KRVE
- Brusly, Louisiana; United States;
- Broadcast area: Greater Baton Rouge
- Frequency: 96.1 MHz (HD Radio)
- Branding: 96.1 The River

Programming
- Format: Adult contemporary
- Subchannels: HD2: Worship music "Air1"
- Affiliations: Premiere Networks

Ownership
- Owner: iHeartMedia, Inc.; (iHM Licenses, LLC);
- Sister stations: WFMF, WJBO, WYNK-FM, KVDU

History
- First air date: August 18, 1989; 36 years ago
- Former call signs: KIEZ (1989–91)
- Former frequencies: 96.3 MHz (1989–91)
- Call sign meaning: K RiVEr (a reference to the nearby Mississippi River)

Technical information
- Licensing authority: FCC
- Facility ID: 40866
- Class: C2
- ERP: 50,000 watts
- HAAT: 137 meters (449 ft)
- Transmitter coordinates: 30°29′37.00″N 91°0′19.00″W﻿ / ﻿30.4936111°N 91.0052778°W
- Translator: HD2: 101.1 W266CD (Baton Rouge)

Links
- Public license information: Public file; LMS;
- Webcast: Listen Live
- Website: 961theriver.iheart.com

= KRVE =

Radio station in Brusly-Baton Rouge, Louisiana

KRVE (96.1 FM) is a commercial radio station licensed to Brusly, Louisiana, and serving the Baton Rouge metropolitan area.
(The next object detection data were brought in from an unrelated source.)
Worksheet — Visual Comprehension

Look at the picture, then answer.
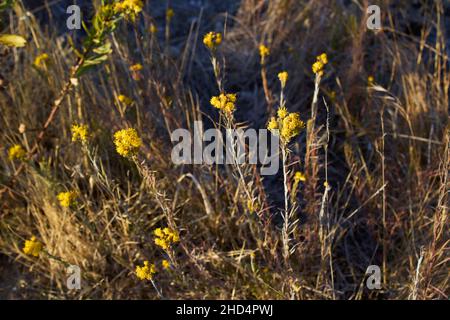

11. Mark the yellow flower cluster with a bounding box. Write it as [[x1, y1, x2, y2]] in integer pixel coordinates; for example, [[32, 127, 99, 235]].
[[130, 63, 144, 72], [136, 261, 156, 281], [210, 93, 236, 114], [56, 191, 77, 208], [294, 171, 306, 183], [23, 237, 42, 257], [153, 227, 180, 250], [114, 0, 144, 21], [8, 144, 27, 161], [117, 94, 133, 106], [312, 53, 328, 76], [33, 53, 50, 69], [149, 23, 158, 34], [71, 124, 89, 143], [203, 31, 222, 50], [267, 107, 305, 143], [259, 44, 270, 64], [166, 8, 175, 21], [278, 71, 289, 88], [161, 260, 170, 270], [114, 128, 142, 157]]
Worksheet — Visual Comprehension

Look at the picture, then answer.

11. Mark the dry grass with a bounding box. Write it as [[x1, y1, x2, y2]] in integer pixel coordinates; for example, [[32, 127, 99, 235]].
[[0, 0, 450, 299]]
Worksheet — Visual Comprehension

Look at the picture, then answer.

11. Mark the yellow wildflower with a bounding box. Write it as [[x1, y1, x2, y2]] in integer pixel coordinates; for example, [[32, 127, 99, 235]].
[[277, 107, 289, 120], [33, 53, 50, 69], [312, 53, 328, 76], [149, 23, 158, 34], [0, 34, 27, 48], [114, 0, 144, 21], [259, 44, 270, 64], [155, 238, 170, 250], [130, 63, 144, 72], [135, 261, 156, 281], [317, 53, 328, 65], [267, 117, 278, 131], [294, 171, 306, 183], [153, 227, 180, 250], [312, 61, 324, 75], [117, 94, 133, 106], [114, 128, 142, 157], [56, 191, 77, 208], [210, 93, 236, 113], [71, 124, 89, 143], [23, 236, 42, 257], [166, 8, 175, 21], [8, 144, 27, 161], [203, 31, 222, 50], [153, 228, 164, 238], [162, 260, 170, 270], [278, 71, 289, 88], [281, 113, 305, 142]]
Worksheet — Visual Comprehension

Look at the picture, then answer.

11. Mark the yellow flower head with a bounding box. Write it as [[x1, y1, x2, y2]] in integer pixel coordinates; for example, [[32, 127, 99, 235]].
[[33, 53, 50, 69], [203, 31, 222, 50], [317, 53, 328, 65], [23, 237, 42, 257], [312, 53, 328, 76], [0, 34, 27, 48], [114, 0, 144, 21], [114, 128, 142, 157], [267, 117, 278, 131], [8, 144, 27, 161], [259, 44, 270, 63], [210, 93, 237, 114], [130, 63, 144, 72], [153, 227, 180, 250], [277, 107, 289, 120], [294, 171, 306, 183], [278, 71, 289, 88], [117, 94, 133, 106], [162, 260, 170, 270], [135, 261, 156, 281], [149, 23, 158, 34], [71, 124, 89, 143], [281, 113, 305, 142], [312, 61, 324, 75], [56, 191, 77, 208], [166, 8, 175, 21]]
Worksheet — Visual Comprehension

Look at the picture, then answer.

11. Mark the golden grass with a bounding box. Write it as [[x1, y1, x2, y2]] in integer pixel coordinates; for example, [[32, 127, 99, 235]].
[[0, 0, 450, 299]]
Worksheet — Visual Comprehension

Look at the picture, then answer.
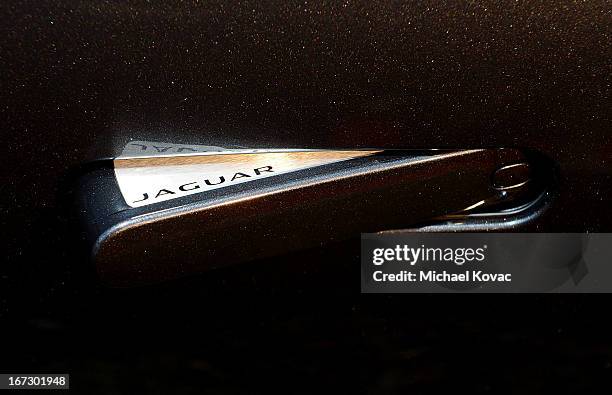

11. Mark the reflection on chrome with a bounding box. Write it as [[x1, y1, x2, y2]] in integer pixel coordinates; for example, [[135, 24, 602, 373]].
[[114, 141, 380, 207]]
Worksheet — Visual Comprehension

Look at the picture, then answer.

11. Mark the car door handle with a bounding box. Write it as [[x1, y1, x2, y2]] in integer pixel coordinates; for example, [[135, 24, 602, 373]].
[[76, 144, 550, 286]]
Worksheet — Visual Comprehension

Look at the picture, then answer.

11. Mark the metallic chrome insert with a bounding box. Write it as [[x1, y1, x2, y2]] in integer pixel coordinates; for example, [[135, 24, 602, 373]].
[[114, 149, 380, 207]]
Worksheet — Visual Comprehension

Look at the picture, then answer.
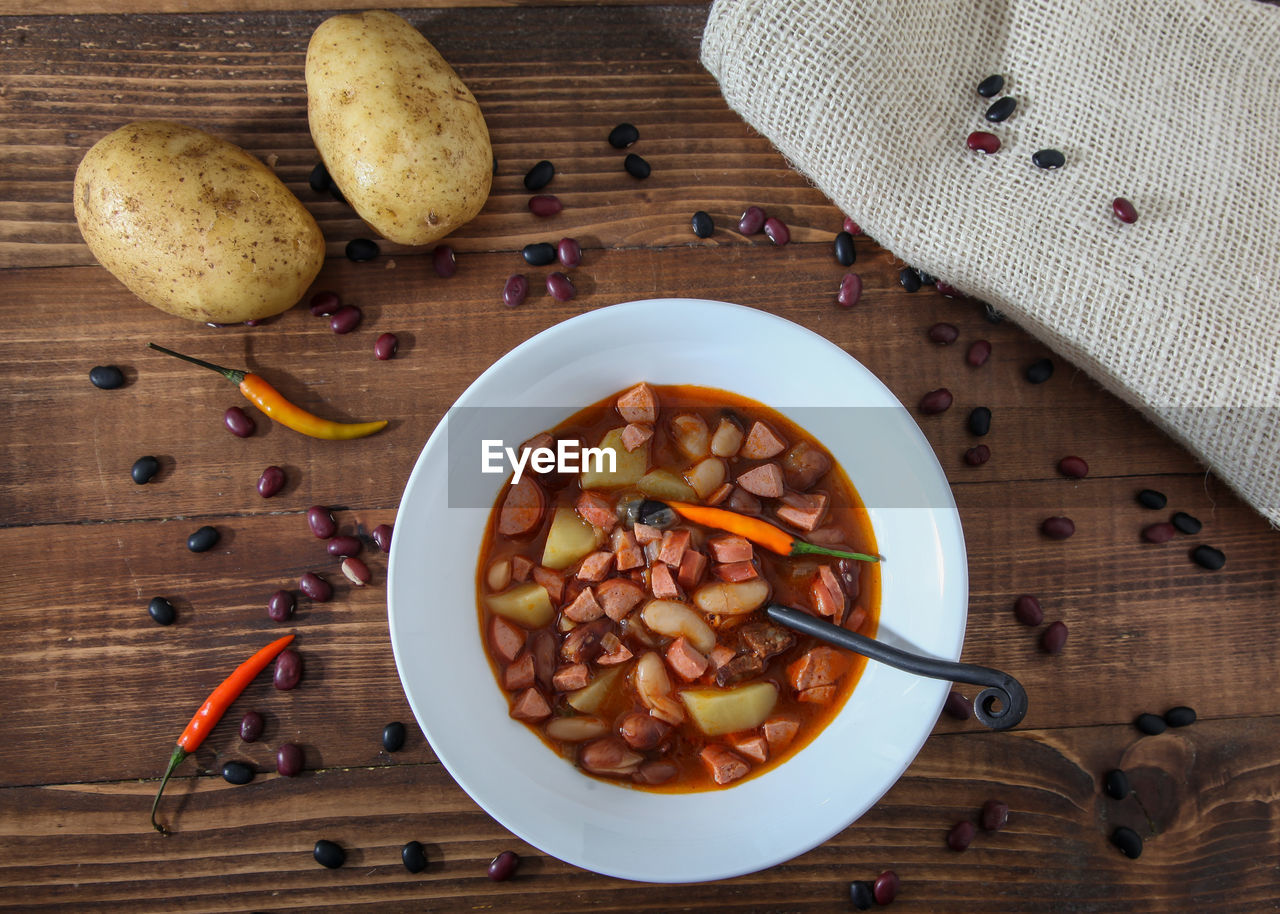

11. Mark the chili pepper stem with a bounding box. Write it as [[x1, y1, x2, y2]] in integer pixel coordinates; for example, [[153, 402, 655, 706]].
[[147, 343, 246, 384], [151, 746, 188, 835]]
It broadcasts an adult contemporary radio format, switching to Christmas music for much of November and December. KRVE is owned by iHeartMedia, Inc. with its radio studios and offices located east of downtown Baton Rouge near the I-10/I-12 interchange. It is known as "96.1 The River."

KRVE has an effective radiated power (ERP) of 50,000 watts. The transmitter is on Frenchtown Road in Central, Louisiana. KRVE broadcasts using HD Radio technology. The HD2 digital subchannel carries a worship music format known as "Air1." That feeds 99 watt FM translator W266CD at 101.1 MHz in Baton Rouge.

==Programming==
KRVE is the flagship station for the nationally syndicated morning drive time show "Murphy, Sam and Jodi". On weeknights, it also carries the syndicated call-in and request show "Delilah". Ellen K is heard Saturday mornings, and American Top 40: The '80s on Saturday nights. All four shows are distributed by co-owned Premiere Networks.

==History==
The station was originally at 96.3, and was assigned the call letters KIEZ on August 18, 1989. On September 9, 1989, it officially signed on the air. As the call sign indicated, it had an easy listening format and was owned by McForhun, Inc. The studios were on Hatchell Lane in Denham Springs.

On July 15, 1991, the station changed its call sign to the current KRVE. In addition, it moved to 96.1 that year. The KRVE call letters were previously owned by a Portuguese language FM radio station (now contemporary Christian station KJLV) in San Jose, California.